New research by Save the Children has revealed that in order to feed their family a healthy diet the world's poorest people are facing food costs that are more than three times their income.
The charity's latest report, Running on Empty , measured for the first time just how wide the gap is between the price of feeding a family enough nutritious food to be healthy and how much people in developing countries can hope to earn.
The research, carried out in four locations in Bangladesh, Ethiopia, Myanmar and Tanzania, showed that between 15 %(in Ethiopia) and 79 %(in Bangladesh) of households simply couldn't afford to feed their children a healthy diet.
The estimated cost of a healthy diet for the poorest in the study locations in the four countries would be like an average household in the UK facing a weekly shopping bill of up to £1,700. The comparative cost of the diet compared with the equivalent average weekly earnings in the UK, was:
* Bangladesh £1,704 a week
* Ethiopia £677 a week
* Myanmar £584 a week
* Tanzania £593 a week
[The comparative cost of a healthy diet figure was found by comparing the price of buying enough food to feed a family in the research country a healthy diet with the average earnings of the poorest families. We multiplied the average weekly earnings of a household in the UK (£533 – DfWP 2006) by this ratio to create the equivalent figure in terms of the average UK family.]

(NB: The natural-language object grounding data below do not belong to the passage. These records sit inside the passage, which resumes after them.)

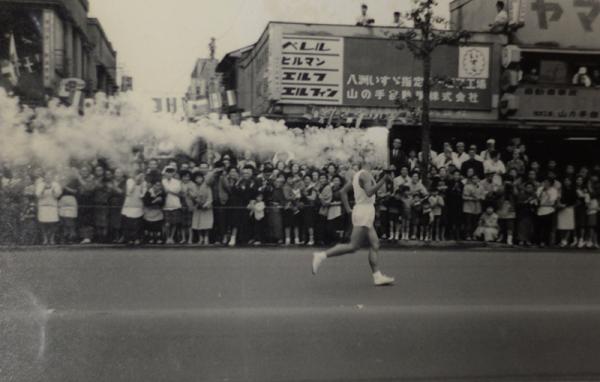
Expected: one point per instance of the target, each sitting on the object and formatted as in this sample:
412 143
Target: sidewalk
409 244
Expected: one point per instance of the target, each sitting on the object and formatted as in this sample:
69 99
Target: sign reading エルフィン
311 69
375 73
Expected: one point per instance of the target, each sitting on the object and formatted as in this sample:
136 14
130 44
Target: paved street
259 315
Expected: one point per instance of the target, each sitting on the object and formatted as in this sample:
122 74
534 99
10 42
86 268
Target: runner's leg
373 249
359 234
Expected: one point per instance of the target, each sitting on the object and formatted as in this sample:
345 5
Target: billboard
545 22
547 103
312 69
21 48
379 74
369 72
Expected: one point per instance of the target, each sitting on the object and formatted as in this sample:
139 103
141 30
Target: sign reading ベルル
378 74
375 73
311 69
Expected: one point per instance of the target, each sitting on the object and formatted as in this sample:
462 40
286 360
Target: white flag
12 54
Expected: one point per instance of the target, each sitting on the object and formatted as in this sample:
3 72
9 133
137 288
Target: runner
363 217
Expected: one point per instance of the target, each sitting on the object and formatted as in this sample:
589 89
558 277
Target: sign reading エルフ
311 69
375 73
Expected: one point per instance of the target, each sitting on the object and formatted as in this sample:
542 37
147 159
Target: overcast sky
158 41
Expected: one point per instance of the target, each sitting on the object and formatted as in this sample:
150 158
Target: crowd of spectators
490 195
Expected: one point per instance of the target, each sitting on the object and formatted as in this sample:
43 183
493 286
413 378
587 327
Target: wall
543 22
347 67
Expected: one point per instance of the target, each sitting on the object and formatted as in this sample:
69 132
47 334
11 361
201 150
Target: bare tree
422 40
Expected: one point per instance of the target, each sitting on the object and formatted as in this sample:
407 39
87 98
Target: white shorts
363 215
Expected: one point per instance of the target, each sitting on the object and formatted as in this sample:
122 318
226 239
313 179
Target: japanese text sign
311 69
379 74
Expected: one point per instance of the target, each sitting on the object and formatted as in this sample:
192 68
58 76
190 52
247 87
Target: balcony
558 103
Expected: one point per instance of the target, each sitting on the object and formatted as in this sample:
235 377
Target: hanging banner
311 69
370 72
21 49
390 76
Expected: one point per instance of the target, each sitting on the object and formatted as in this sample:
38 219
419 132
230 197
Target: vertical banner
48 24
231 98
312 69
215 101
474 62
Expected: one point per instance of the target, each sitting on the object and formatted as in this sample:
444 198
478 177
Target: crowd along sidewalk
386 245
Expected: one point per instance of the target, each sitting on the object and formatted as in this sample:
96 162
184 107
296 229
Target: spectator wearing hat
454 206
547 200
188 190
67 207
397 21
133 208
309 209
203 218
85 202
472 163
364 19
101 196
246 189
495 166
154 201
490 147
48 192
172 207
117 189
516 163
566 212
501 20
582 78
461 155
472 196
398 157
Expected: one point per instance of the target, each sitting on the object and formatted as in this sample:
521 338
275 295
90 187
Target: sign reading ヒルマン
312 69
375 73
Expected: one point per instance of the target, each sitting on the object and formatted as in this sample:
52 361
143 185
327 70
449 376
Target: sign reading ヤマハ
311 69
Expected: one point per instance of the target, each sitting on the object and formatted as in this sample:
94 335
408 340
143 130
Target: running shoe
318 258
380 279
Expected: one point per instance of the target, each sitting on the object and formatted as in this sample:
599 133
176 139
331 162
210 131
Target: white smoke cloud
54 135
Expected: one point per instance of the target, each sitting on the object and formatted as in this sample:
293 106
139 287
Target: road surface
259 315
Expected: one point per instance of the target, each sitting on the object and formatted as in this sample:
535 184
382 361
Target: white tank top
360 196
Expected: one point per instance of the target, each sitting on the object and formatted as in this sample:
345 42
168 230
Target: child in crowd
436 201
48 191
28 229
203 218
394 207
383 200
406 212
154 201
257 213
592 220
488 228
425 220
188 190
67 208
472 196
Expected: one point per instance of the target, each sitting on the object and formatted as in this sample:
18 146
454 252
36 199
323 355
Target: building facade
357 76
550 70
46 42
102 71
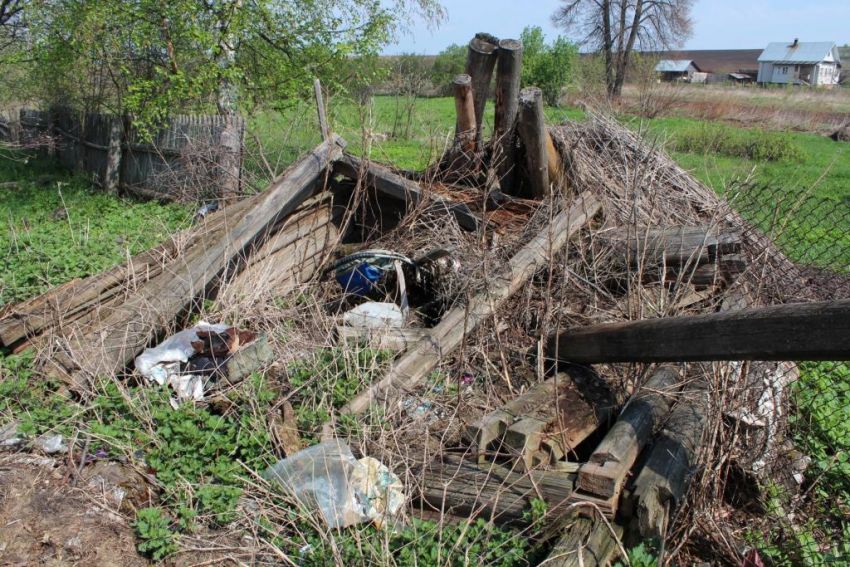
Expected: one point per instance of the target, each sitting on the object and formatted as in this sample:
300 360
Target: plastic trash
346 491
374 315
162 363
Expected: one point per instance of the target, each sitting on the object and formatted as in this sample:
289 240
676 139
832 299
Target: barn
816 63
676 69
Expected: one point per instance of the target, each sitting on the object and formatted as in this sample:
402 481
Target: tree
546 66
152 58
449 62
618 27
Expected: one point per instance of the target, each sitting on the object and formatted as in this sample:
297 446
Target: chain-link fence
799 248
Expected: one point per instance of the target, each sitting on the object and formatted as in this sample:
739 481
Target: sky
718 24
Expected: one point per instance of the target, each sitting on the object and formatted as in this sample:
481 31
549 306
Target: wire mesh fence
800 412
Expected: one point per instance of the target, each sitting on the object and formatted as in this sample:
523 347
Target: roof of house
674 65
803 52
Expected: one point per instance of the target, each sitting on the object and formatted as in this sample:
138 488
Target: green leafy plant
153 528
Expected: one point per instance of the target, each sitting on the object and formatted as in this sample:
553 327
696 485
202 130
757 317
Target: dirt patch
46 521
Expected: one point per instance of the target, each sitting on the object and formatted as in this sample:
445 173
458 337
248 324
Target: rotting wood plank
587 543
606 470
388 338
113 342
799 331
443 339
457 486
672 245
403 189
664 478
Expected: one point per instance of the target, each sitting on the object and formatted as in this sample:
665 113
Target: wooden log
465 130
385 338
480 62
605 471
531 128
461 487
508 74
443 339
320 109
662 482
403 189
810 331
111 344
587 543
672 246
547 432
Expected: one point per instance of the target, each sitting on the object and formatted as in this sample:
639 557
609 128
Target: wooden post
480 62
605 471
802 331
465 109
508 73
531 129
112 174
443 339
320 108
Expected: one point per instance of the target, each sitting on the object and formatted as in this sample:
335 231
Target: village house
815 63
676 69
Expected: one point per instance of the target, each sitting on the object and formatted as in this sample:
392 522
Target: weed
153 528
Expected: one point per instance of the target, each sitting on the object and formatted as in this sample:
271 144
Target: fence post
112 173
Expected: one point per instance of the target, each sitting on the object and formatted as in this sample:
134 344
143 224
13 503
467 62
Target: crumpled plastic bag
161 364
346 491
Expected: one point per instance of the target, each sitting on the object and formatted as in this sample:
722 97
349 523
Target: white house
814 63
676 69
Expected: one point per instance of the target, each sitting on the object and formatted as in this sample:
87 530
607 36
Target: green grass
56 227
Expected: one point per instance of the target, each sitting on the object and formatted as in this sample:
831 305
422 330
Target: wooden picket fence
190 157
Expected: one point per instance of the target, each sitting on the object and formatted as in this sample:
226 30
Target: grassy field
56 227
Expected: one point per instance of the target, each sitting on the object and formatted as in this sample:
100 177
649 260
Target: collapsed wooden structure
606 460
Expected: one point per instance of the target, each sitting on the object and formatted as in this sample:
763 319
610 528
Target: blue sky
718 24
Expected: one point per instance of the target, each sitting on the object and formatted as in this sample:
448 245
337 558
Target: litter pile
472 271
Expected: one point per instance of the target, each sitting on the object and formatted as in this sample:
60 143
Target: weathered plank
110 345
388 338
673 245
405 190
586 543
811 331
461 487
611 461
443 339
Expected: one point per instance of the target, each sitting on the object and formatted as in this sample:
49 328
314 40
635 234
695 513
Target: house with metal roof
676 69
813 63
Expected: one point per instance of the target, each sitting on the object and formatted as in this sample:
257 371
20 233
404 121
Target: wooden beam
417 363
480 62
508 74
586 543
403 189
799 331
531 128
108 346
465 129
606 470
456 486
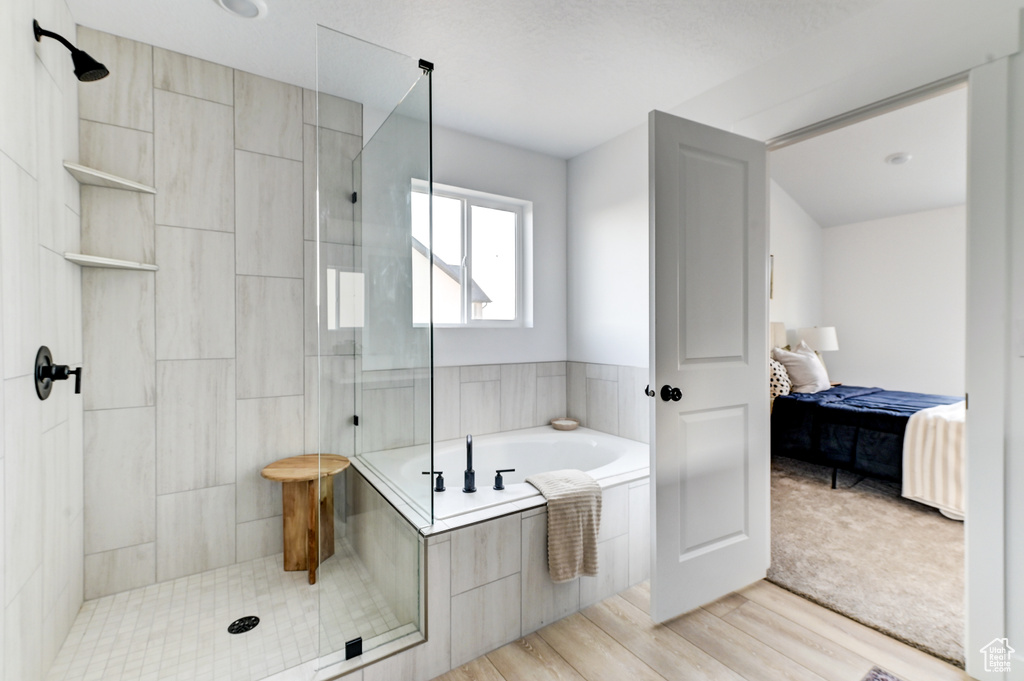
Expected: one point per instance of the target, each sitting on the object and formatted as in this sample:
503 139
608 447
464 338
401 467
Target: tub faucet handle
499 482
439 482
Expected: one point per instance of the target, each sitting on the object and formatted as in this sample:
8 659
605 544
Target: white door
710 445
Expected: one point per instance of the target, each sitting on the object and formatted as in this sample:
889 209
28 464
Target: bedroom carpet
864 551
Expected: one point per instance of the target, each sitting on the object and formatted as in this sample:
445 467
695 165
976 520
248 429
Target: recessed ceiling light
245 8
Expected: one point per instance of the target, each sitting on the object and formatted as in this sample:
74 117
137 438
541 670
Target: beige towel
573 520
933 458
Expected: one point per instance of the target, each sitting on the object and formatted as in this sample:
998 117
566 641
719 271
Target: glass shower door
374 364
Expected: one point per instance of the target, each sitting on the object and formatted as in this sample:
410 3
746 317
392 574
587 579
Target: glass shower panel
372 374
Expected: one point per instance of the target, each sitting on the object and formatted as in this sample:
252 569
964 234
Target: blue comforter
851 427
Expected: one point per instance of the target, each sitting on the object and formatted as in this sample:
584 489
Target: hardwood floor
762 633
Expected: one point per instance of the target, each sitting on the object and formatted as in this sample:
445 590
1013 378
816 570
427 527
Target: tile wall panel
480 407
268 338
518 396
267 215
118 151
602 405
195 424
330 171
125 97
195 531
197 78
257 539
24 633
448 402
120 569
40 303
321 337
195 163
267 116
18 268
119 224
118 312
331 389
120 478
268 429
221 344
17 88
195 294
24 483
332 113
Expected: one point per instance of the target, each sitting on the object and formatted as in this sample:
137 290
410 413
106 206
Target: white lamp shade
821 339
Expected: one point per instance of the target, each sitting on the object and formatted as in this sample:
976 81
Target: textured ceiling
842 178
556 76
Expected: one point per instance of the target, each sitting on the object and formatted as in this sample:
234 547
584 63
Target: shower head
86 69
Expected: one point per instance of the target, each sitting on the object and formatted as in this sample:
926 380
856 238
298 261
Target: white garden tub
606 458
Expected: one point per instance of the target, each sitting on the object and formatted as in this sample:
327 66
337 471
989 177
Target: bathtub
604 457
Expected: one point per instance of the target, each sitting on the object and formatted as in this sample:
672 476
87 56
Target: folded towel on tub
573 521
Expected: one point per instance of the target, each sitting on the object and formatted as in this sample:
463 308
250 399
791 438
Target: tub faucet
470 484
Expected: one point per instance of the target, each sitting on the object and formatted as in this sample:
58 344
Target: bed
864 429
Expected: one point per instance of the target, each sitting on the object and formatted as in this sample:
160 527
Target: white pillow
778 380
805 370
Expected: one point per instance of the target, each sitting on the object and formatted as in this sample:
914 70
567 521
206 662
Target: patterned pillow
778 379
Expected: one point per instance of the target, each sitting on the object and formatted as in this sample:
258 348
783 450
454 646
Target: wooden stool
307 492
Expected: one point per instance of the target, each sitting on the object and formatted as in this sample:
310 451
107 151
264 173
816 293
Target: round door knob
671 393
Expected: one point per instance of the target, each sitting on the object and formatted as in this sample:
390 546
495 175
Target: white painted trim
987 309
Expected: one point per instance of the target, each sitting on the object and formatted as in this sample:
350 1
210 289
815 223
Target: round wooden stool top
304 467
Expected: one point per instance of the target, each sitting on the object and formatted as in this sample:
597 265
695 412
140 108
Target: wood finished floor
762 633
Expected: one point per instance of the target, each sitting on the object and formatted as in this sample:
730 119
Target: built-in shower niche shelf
95 177
110 263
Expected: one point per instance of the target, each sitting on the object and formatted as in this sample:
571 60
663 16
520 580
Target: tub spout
470 483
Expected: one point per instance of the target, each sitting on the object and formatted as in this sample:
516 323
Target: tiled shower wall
41 303
203 373
489 398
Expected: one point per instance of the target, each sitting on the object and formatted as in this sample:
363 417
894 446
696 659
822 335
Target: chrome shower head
86 69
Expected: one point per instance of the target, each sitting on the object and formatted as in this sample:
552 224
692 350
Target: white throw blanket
933 458
573 521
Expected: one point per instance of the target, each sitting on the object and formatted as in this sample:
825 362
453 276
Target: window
478 264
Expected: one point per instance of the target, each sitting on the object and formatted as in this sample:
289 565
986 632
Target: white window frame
523 251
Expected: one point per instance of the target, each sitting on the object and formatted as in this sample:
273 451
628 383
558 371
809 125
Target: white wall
608 259
41 511
796 247
895 291
474 163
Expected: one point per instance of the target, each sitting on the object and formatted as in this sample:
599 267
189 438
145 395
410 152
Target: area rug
880 675
864 551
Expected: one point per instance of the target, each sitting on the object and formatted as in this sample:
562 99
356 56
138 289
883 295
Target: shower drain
242 625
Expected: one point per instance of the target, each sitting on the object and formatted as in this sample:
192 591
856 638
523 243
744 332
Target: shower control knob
47 373
671 393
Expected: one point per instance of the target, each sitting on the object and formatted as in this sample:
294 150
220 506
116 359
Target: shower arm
40 32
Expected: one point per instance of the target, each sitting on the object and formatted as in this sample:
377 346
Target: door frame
987 356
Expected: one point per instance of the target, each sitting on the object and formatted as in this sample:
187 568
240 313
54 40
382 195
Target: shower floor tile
178 630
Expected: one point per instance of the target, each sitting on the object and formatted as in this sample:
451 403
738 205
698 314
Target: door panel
714 231
710 459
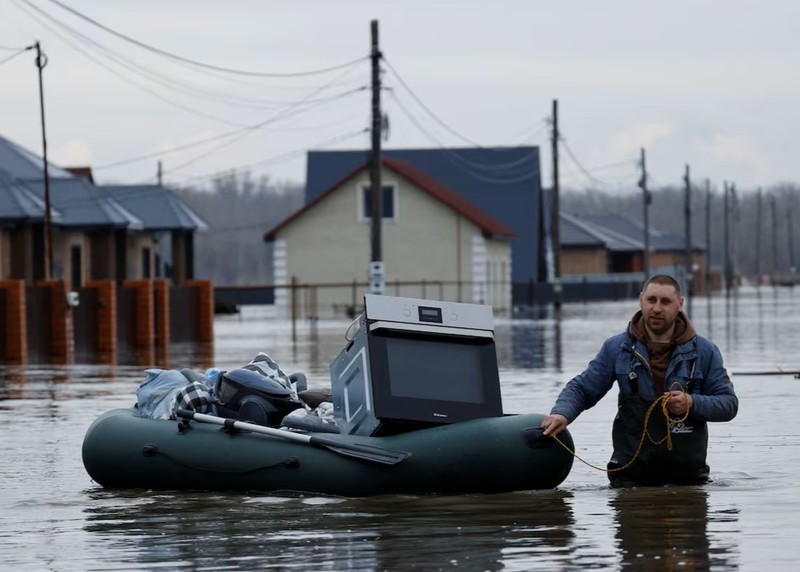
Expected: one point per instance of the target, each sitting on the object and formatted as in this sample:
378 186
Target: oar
366 452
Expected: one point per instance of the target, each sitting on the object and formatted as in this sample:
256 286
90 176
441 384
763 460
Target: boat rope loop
669 421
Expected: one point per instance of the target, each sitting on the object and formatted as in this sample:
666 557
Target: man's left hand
678 402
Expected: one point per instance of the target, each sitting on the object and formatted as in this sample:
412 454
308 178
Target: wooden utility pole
734 236
791 241
555 214
759 199
774 241
41 62
376 267
687 215
707 276
725 242
646 199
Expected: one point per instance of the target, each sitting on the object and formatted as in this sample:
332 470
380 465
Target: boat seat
310 422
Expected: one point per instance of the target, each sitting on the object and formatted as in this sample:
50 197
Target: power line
278 158
171 81
198 63
12 56
113 71
242 133
471 168
426 108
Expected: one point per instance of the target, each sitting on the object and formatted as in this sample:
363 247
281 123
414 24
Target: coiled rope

"The poorest families simply do not have the money to afford to ever feed their children enough good food for them to grow up healthy and strong. Poverty has condemned them to a hand to mouth existence and their children to a future of stunting or early death. In 2000, world leaders promised to halve the proportion of hungry children in the world - but they are failing to deliver." - Save the Children
Chronic malnutrition is responsible for 5.6 million child deaths a year.
Millions more children around the world will be stunted because of this persistent hunger, which will affect their entire lives - they will be less well developed both mentally and physically, more prone to disease, and when they reach adulthood will be weaker and less able to do manual work.